Appeal from a judgment of the Onondaga County Court (William D. Walsh, J.), rendered July 6, 2010. The judgment convicted defendant, upon his plea of guilty, of criminal possession of a weapon in the second degree.
*1459It is hereby ordered that the judgment so appealed from is unanimously affirmed.
Memorandum: On his pro se appeal from a judgment convicting him upon his plea of guilty of criminal possession of a weapon in the second degree (Penal Law § 265.03 [3]), defendant contends that County Court erred in denying those parts of his omnibus motion seeking suppression of the weapon and his statements to the police. Although the court’s bench decision denying defendant’s suppression requests is an order within the meaning of CPL 710.70 (2) and thus it is the proper subject of appellate review (see People v Elmer, 19 NY3d 501, 507-509 [2012]), we reject defendant’s contentions.

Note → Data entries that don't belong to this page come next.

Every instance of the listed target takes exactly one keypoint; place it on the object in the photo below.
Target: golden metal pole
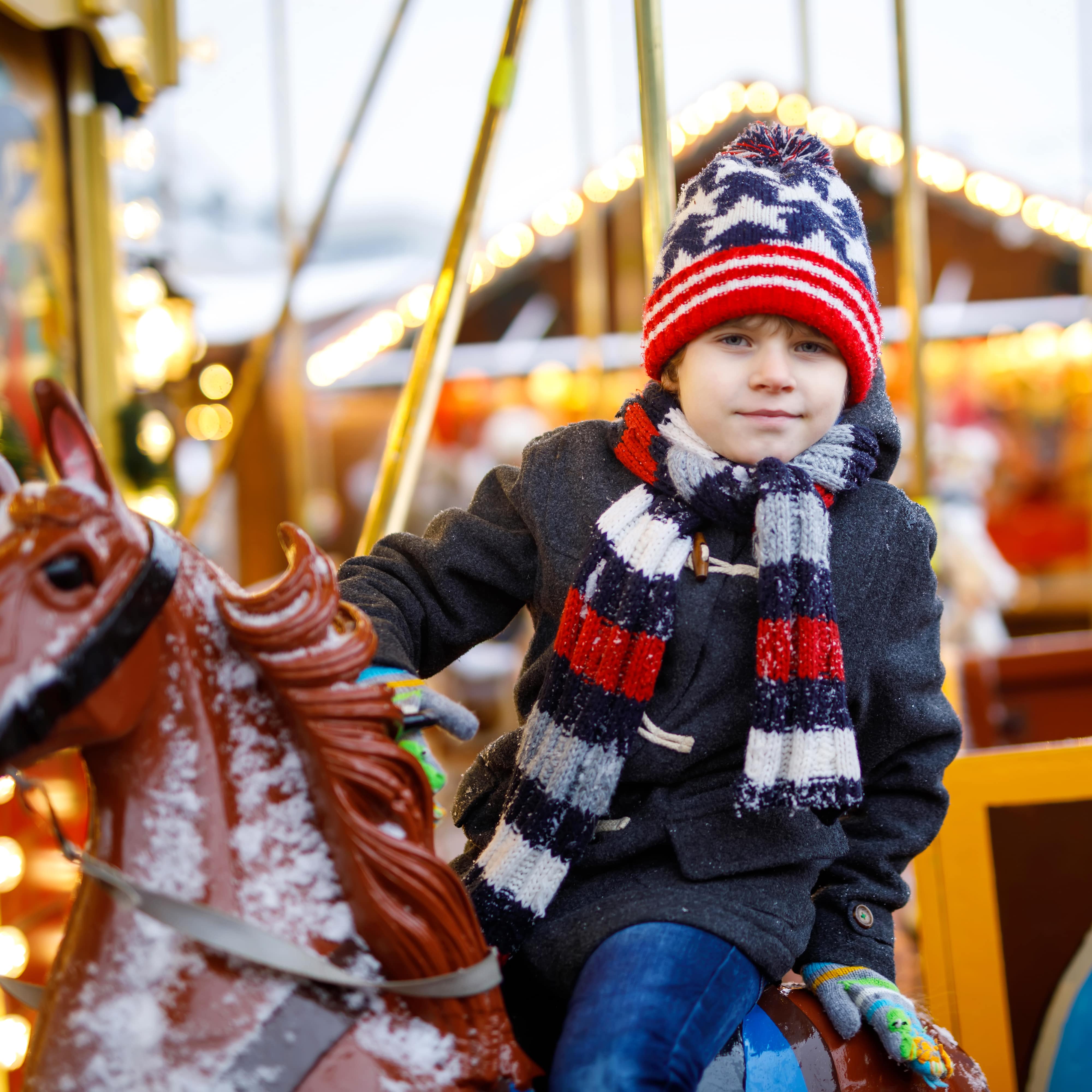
(102, 390)
(802, 13)
(417, 409)
(658, 198)
(910, 228)
(254, 365)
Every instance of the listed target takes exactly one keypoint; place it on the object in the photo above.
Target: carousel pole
(253, 370)
(911, 255)
(658, 198)
(802, 14)
(412, 423)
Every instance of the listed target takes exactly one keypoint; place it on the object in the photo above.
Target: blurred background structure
(160, 170)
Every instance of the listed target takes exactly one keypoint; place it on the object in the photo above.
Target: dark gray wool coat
(784, 887)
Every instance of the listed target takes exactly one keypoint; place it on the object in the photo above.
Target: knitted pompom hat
(767, 228)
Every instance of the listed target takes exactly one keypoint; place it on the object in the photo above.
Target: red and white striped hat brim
(792, 281)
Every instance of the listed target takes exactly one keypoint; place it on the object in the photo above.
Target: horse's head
(81, 580)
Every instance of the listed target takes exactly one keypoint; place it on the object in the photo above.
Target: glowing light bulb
(793, 111)
(482, 271)
(574, 205)
(15, 1040)
(15, 952)
(833, 126)
(13, 864)
(989, 192)
(678, 137)
(138, 150)
(213, 422)
(158, 504)
(156, 436)
(140, 220)
(625, 171)
(1042, 340)
(144, 290)
(549, 220)
(216, 382)
(413, 307)
(880, 146)
(710, 109)
(694, 124)
(762, 98)
(1038, 212)
(599, 187)
(549, 385)
(159, 336)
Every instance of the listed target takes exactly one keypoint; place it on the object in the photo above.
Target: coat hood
(875, 413)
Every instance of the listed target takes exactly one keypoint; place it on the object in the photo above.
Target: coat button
(863, 917)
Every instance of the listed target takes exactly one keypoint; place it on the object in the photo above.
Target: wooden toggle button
(701, 559)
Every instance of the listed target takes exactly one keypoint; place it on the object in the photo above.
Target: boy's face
(761, 387)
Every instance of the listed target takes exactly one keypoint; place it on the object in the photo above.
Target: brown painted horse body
(235, 763)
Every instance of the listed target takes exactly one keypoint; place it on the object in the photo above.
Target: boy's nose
(773, 371)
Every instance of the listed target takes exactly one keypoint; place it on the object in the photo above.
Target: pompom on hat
(767, 228)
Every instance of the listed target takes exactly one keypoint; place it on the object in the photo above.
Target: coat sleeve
(907, 735)
(433, 598)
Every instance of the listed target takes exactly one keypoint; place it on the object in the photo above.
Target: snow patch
(23, 689)
(414, 1046)
(270, 621)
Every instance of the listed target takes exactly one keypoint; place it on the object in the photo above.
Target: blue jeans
(652, 1007)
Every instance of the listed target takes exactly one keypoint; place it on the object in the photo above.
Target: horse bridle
(77, 678)
(28, 720)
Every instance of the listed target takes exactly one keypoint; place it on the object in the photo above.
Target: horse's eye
(68, 572)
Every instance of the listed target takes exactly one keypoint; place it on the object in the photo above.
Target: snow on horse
(236, 765)
(239, 768)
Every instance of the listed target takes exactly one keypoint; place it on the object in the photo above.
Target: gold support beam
(912, 256)
(253, 370)
(412, 423)
(658, 197)
(102, 389)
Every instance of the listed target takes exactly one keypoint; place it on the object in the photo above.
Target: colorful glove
(412, 696)
(849, 994)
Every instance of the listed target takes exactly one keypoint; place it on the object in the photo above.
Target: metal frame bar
(253, 370)
(911, 258)
(658, 197)
(412, 423)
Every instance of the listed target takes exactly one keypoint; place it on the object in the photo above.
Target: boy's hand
(850, 993)
(412, 696)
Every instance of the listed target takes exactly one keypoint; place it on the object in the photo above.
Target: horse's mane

We analyze defendant’s contentions pursuant to the four-tiered framework for citizen-police encounters set forth in People v De Bour (40 NY2d 210, 223 [1976]; see People v Moore, 6 NY3d 496, 498-499 [2006]; People v Hollman, 79 NY2d 181, 184-185 [1992]). In addition, we “accord great weight to the determination of the hearing court with its particular advantage of having seen and heard the witnesses” (People v Williams, 202 AD2d 976, 976 [1994], lv denied 83 NY2d 916 [1994]). Consequently, where, as here, the hearing court’s findings are supported by the record, they will not be disturbed (see People v McLee, 249 AD2d 995, 995 [1998], lv denied 92 NY2d 901 [1998]).
The evidence at the suppression hearing establishes that two Syracuse police officers were patrolling an area in which there had recently been a series of burglaries involving the theft of electronics equipment. They observed defendant, who appeared to be carrying a laptop computer under his arm. The officers stopped their vehicle and began to walk toward defendant, but had not yet spoken to him. At that point, the officers had engaged in, at most, a level one intrusion by approaching defendant in order to seek information based on some objective credible reason not necessarily indicative of criminality (see Hollman, 79 NY2d at 185; De Bour, 40 NY2d at 223; People v Rodriguez, 82 AD3d 1614, 1615 [2011], lv denied 17 NY3d 800 [2011]). Before the officers took any other action, however, defendant said “[t]hey’re just jeans,” and held up the object he was carrying. As he did so, the officers clearly observed the outline of a handgun in defendant’s sweatshirt. Furthermore, as they continued to approach defendant but before they spoke, defendant turned and ran, dropping the handgun as he fled. The officers pursued him and took him into custody. Consequently, when the officers seized defendant, they had reasonable suspicion to believe that he had committed a crime (see People v Leung, 68 NY2d 734, 736-737 [1986]; De Bour, 40 NY2d at 223; *1460People v Lowe, 237 AD2d 903, 904 [1997], lv denied 89 NY2d 1096 [1997]).
Contrary to defendant’s further contention, the court did not abuse its discretion in denying his request for a new attorney without conducting a hearing. “The decision to allow a defendant to substitute counsel is largely within the discretion of the court to which the application is made . . . [Furthermore, Contrary to defendant’s implicit contention, he did not establish that there was a complete breakdown in communication with h[is] attorney” (People v Jackson, 85 AD3d 1697, 1699 [2011], lv denied 17 NY3d 817 [2011] [internal quotation marks omitted]; see People v Kobza, 66 AD3d 1387, 1388-1389 [2009], lv denied 13 NY3d 939 [2010]; see generally People v Linares, 2 NY3d 507, 510-511 [2004]). Present — Scudder, P.J., Smith, Centra, Lindley and Whalen, JJ.